Near-Infrared Fluorescent Ribonuclease-A-Encapsulated Gold Nanoclusters: Preparation, Characterization, Cancer Cell Targeting and Imaging

Ultra-small gold nanoclusters (AuNCs) have unique size-dependent optical, electrical and chemical properties. They have emerged as a new nanomaterial with broad applications in optoelectronics, catalysis, biosensing, and bioimaging. Several strategies have been exploited to prepare AuNCs of different “magic number” sizes, using different templates e.g. dendrimers, polyethyleneimines, peptides, and more recently, proteins. Notwithstanding, almost all bio-template-protected AuNCs reported so far exhibit fairly low fluorescence quantum yields (QYs), typically < 5%, which is especially true for AuNCs prepared using the protein templates. In this paper, we report a facile, one-pot aqueous synthesis of highly fluorescent AuNCs using bovine pancreatic ribonuclease A (RNase-A) as the bio-template.

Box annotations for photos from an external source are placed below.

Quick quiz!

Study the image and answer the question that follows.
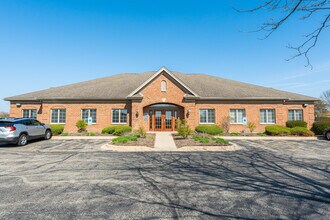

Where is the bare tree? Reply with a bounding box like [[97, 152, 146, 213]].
[[321, 89, 330, 111], [235, 0, 330, 68]]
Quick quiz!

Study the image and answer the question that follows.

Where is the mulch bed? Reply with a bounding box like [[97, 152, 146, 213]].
[[173, 134, 230, 148], [116, 134, 156, 148]]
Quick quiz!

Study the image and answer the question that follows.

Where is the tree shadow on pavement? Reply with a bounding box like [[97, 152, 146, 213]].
[[98, 143, 330, 219]]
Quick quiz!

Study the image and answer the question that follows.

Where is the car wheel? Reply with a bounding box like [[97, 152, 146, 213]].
[[17, 134, 28, 146], [325, 131, 330, 141], [45, 130, 52, 140]]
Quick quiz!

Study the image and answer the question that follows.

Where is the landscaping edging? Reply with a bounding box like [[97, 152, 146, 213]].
[[215, 136, 324, 140], [52, 136, 117, 140]]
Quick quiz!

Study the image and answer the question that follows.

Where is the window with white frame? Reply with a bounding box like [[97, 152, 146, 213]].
[[112, 109, 127, 124], [199, 109, 215, 124], [230, 109, 245, 124], [50, 109, 66, 124], [260, 109, 275, 124], [23, 109, 37, 119], [160, 80, 167, 92], [81, 109, 96, 124], [288, 109, 303, 121]]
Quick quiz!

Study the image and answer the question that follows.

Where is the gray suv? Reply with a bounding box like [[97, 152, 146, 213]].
[[0, 118, 52, 146]]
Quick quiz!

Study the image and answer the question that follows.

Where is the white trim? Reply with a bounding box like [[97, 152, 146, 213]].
[[229, 108, 246, 125], [21, 108, 38, 119], [127, 67, 199, 98], [80, 108, 97, 125], [160, 79, 167, 92], [49, 108, 66, 125], [198, 108, 216, 125], [259, 108, 276, 125], [111, 108, 128, 125], [288, 109, 304, 121]]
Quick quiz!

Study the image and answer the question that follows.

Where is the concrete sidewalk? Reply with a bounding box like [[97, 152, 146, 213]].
[[52, 136, 117, 140], [154, 132, 177, 151], [216, 136, 324, 140]]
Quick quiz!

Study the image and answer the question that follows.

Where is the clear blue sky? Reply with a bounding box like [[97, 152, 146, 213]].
[[0, 0, 330, 111]]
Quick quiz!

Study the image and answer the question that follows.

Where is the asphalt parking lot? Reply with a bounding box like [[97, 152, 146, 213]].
[[0, 140, 330, 219]]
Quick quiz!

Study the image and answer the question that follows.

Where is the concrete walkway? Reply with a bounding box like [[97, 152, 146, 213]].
[[52, 136, 117, 140], [154, 132, 177, 151]]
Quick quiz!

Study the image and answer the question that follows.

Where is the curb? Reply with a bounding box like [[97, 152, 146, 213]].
[[52, 136, 116, 140]]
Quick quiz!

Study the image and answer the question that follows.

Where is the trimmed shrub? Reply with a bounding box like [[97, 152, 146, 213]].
[[265, 125, 291, 136], [137, 126, 147, 138], [286, 121, 307, 128], [76, 120, 88, 132], [176, 119, 192, 138], [50, 125, 64, 136], [102, 126, 116, 134], [257, 132, 267, 136], [230, 132, 241, 136], [311, 121, 330, 135], [112, 135, 138, 144], [102, 125, 132, 136], [195, 125, 223, 135], [113, 125, 132, 136], [315, 116, 330, 121], [291, 127, 314, 137], [247, 121, 257, 134], [192, 135, 210, 143], [212, 138, 229, 144]]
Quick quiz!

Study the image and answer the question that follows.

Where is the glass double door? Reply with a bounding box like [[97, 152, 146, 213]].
[[153, 110, 175, 131]]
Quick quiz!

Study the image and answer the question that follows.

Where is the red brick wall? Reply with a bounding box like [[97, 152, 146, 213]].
[[10, 74, 314, 132], [10, 102, 131, 132]]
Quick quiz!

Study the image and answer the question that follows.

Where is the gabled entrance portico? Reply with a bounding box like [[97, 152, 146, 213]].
[[144, 103, 184, 131]]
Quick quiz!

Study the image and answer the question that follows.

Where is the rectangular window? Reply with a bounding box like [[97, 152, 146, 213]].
[[288, 109, 303, 121], [23, 109, 37, 119], [112, 109, 127, 124], [260, 109, 275, 124], [230, 109, 245, 124], [81, 109, 96, 124], [199, 109, 215, 124], [50, 109, 66, 124]]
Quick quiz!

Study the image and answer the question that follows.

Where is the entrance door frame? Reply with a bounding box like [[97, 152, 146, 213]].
[[149, 108, 178, 132]]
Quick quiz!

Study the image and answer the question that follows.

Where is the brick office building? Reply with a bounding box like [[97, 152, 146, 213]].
[[5, 68, 316, 132]]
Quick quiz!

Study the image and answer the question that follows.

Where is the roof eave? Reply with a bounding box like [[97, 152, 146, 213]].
[[127, 67, 199, 98], [185, 97, 318, 102]]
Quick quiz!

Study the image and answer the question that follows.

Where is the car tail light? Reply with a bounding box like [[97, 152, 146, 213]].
[[5, 126, 16, 131]]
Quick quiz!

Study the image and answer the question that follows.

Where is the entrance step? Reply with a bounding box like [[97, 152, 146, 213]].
[[154, 132, 176, 151]]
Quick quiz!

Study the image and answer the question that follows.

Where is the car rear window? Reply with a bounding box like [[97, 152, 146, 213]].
[[0, 121, 14, 127]]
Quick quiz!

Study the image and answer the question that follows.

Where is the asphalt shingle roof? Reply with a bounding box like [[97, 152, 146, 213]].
[[5, 71, 317, 101]]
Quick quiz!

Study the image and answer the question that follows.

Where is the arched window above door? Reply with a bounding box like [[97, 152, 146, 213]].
[[160, 80, 167, 92]]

The as-prepared AuNCs not only fluoresce strongly at the near-infrared (NIR) region (λEM = 682 nm), but also exhibit an elevated QY of 12.1%. In addition, the RNase-A-encapsulated AuNC (RNase-A-AuNC) displays an exceptionally large Stokes shift of ~210 nm as well as a single dominant fluorescence lifetime of ~1.5 μs, about three orders of magnitudes longer than biological autofluorescence. Furthermore, by coupling vitamin B12 (VB12) to the RNase-A-AuNC, we develop a multifunctional nanoplatform that is suitable for simultaneous targeting and imaging cancer at the cellular level using Caco-2 cell lines as an in vitro model. Since VB12 has effective uptake pathways in the digestion system, this nanoplatform may have potential for targeted oral drug delivery in vivo.